Colloque international : « Peut-on parler d’une amitié créative entre Cézanne et Zola? »

Présentation

Takanori NAGAÏ

Noriko YOSHIDA

 

Paul Cézanne (1839-1906) et Émile Zola(1840-1902)étaient amis intimes, et parlaient art et littérature depuis leurs années de collège. L’un est, on le sait, un des plus grands peintres français du postimpressionnisme, considéré comme le « père de l’art moderne », et a exercé une grande influence sur la postérité ; l’autre est un romancier français, chef de file du naturalisme, auteur de romans comme L’Assommoir, Nana et Germinal, connu aussi pour son engagement dans l’affaire Dreyfus. Dans la deuxième moitié des années 1860, Zola, jeune critique d’art, a pris passionnément la défense d’Edouard Manet ainsi que celle de futurs impressionnistes comme Monet et Renoir, avec qui il était lié d’amitié.

Mais pendant longtemps, Zola critique d’art a fait l’objet de jugements assez sévères de la part des peintres et des historiens d’art, qui le considéraient comme un homme dénué de sensibilité artistique, incapable de comprendre les arts d’avant-garde. On sait qu’il a adressé des critiques aux impressionnistes en 1879-1880 et surtout que dans son roman L’Œuvre, publié en 1886, le héros Claude Lantier, peintre génial, finit par se suicider devant son propre tableau, incapable de l’achever. John Rewald, grand spécialiste de Cézanne, a affirmé dans sa thèse parue en 1936 que le peintre, déçu par le roman, avait rompu toute relation avec Zola après une courte lettre de remerciement datée du 4 avril 1886, qu’il considère comme une lettre de « rupture ». Cette affirmation n’a cessé d’être répétée dans de nombreuses chronologies et biographies de Cézanne. Elle a été reprise dans le monde entier. De fait, on n’avait jusqu’alors retrouvé aucune lettre adressée de l’un à l’autre après cette date.

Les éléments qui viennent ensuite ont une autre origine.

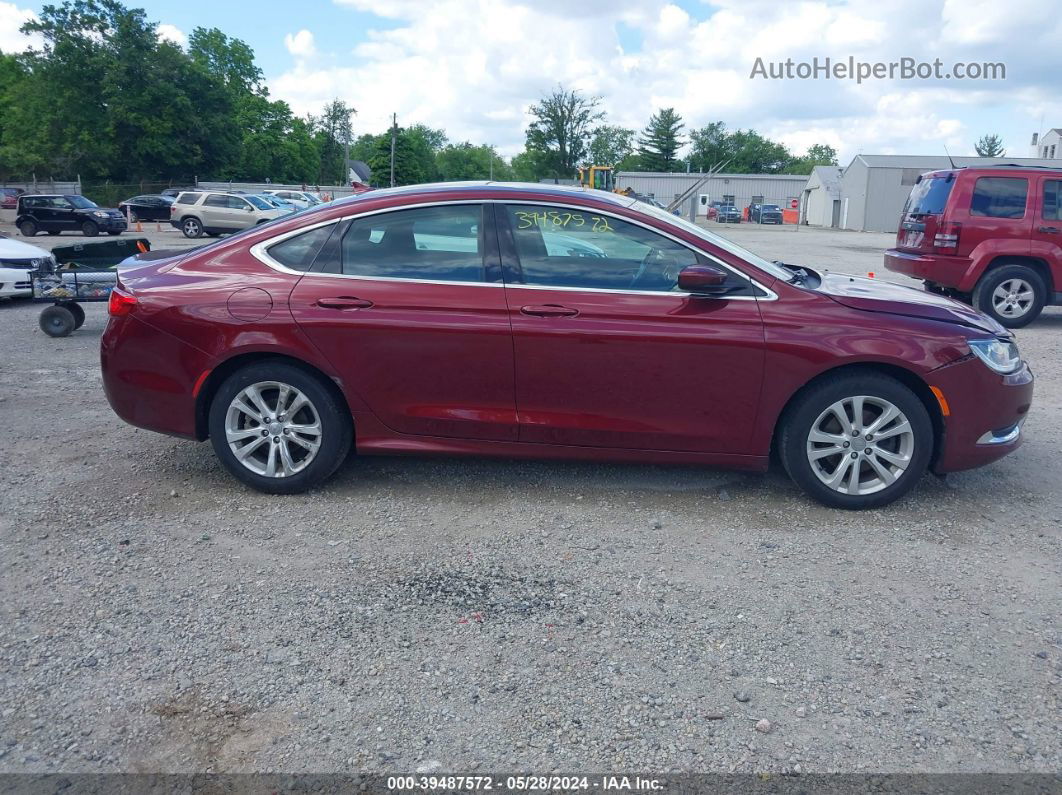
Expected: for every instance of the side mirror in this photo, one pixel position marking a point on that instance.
(702, 280)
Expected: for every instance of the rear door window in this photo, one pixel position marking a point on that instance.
(429, 243)
(565, 247)
(929, 195)
(1052, 192)
(999, 196)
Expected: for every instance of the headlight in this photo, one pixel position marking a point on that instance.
(998, 355)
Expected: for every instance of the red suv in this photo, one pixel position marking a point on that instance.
(543, 322)
(991, 237)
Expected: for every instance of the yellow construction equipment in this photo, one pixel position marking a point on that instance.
(601, 177)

Toutefois, un important changement s’est produit en 2013, avec la découverte d’une lettre de Cézanne à Zola datée du 28 novembre 1887, écrite plus d’un an après la prétendue rupture. Il s’agit d’une lettre de remerciement pour l’envoi de La Terre, le volume suivant des Rougon-Macquart, que Cézanne termine ainsi : « Quand tu seras de retour [à Paris] j’irai te voir pour te serrer la main. » Cette lettre prouve que la relation de Cézanne et de Zola n’avait pas été altérée par la publication de L’Œuvre. L’image négative de Zola construite par Rewald et ses successeurs, a conduit à des manques profonds non seulement dans la recherche zolienne mais aussi dans la recherche cézanienne : la relation intime du peintre avec Zola n’a pas suffisamment été prise en compte dans l’étude de la formation artistique de Cézanne.

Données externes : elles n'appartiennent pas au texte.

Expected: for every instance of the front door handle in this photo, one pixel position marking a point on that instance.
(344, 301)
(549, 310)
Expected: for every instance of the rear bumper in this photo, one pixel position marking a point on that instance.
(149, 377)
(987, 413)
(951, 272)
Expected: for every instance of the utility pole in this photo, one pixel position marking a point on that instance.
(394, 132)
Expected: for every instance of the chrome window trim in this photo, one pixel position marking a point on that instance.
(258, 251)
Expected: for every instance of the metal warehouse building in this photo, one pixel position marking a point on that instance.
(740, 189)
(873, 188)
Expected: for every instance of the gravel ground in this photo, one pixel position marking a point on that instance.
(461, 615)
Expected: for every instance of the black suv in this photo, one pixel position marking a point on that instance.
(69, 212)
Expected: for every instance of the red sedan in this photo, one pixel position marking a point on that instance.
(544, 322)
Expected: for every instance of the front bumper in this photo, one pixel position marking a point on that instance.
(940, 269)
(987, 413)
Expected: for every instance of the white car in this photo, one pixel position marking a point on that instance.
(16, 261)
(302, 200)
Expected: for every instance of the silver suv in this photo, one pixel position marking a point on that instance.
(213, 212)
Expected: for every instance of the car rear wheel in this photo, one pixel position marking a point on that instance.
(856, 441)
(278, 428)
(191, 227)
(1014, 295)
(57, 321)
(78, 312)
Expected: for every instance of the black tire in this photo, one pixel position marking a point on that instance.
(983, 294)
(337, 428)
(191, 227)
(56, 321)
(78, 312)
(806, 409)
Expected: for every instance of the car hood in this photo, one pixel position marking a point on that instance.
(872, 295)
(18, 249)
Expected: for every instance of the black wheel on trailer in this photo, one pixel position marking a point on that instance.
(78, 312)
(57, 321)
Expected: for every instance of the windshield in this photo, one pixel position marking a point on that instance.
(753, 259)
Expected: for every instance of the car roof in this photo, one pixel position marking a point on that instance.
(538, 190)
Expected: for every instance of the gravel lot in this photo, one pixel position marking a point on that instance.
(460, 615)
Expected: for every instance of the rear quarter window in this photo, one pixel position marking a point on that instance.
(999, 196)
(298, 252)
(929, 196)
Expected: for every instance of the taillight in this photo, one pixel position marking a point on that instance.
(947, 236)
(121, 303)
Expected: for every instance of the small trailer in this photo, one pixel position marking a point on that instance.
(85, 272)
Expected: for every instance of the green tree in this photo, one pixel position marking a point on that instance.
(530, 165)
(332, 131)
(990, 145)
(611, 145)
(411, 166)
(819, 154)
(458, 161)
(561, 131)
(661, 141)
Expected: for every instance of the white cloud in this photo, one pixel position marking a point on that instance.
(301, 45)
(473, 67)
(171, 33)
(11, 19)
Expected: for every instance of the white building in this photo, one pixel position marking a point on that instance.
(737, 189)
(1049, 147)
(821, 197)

A la suite de la découverte de cette lettre, les spécialistes de Cézanne et de Zola ont commencé à réévaluer la relation entre les deux artistes. Ce colloque voudrait participer à cette nouvelle direction de la recherche mondiale, en réunissant des chercheurs français et japonais spécialistes aussi bien de Cézanne que de Zola, dans une même salle, pour les faire discuter de leur amitié créative.

Nous tenons enfin à remercier la Fondation franco-japonaise Sasakawa et la Société Japonaise pour la Promotion de la Science[1]No.16K02535. Recherche fondamentale (catégorie C), Noriko Yoshida, « Les interactions entre littérature et peinture aux débuts de l’art moderne ». pour les subvensions accordées à la réalisation de ce colloque. Nos remerciements vont également à la Société japonaise d’histoire de l’art pour son soutien.

Références

Références
1 No.16K02535. Recherche fondamentale (catégorie C), Noriko Yoshida, « Les interactions entre littérature et peinture aux débuts de l’art moderne ».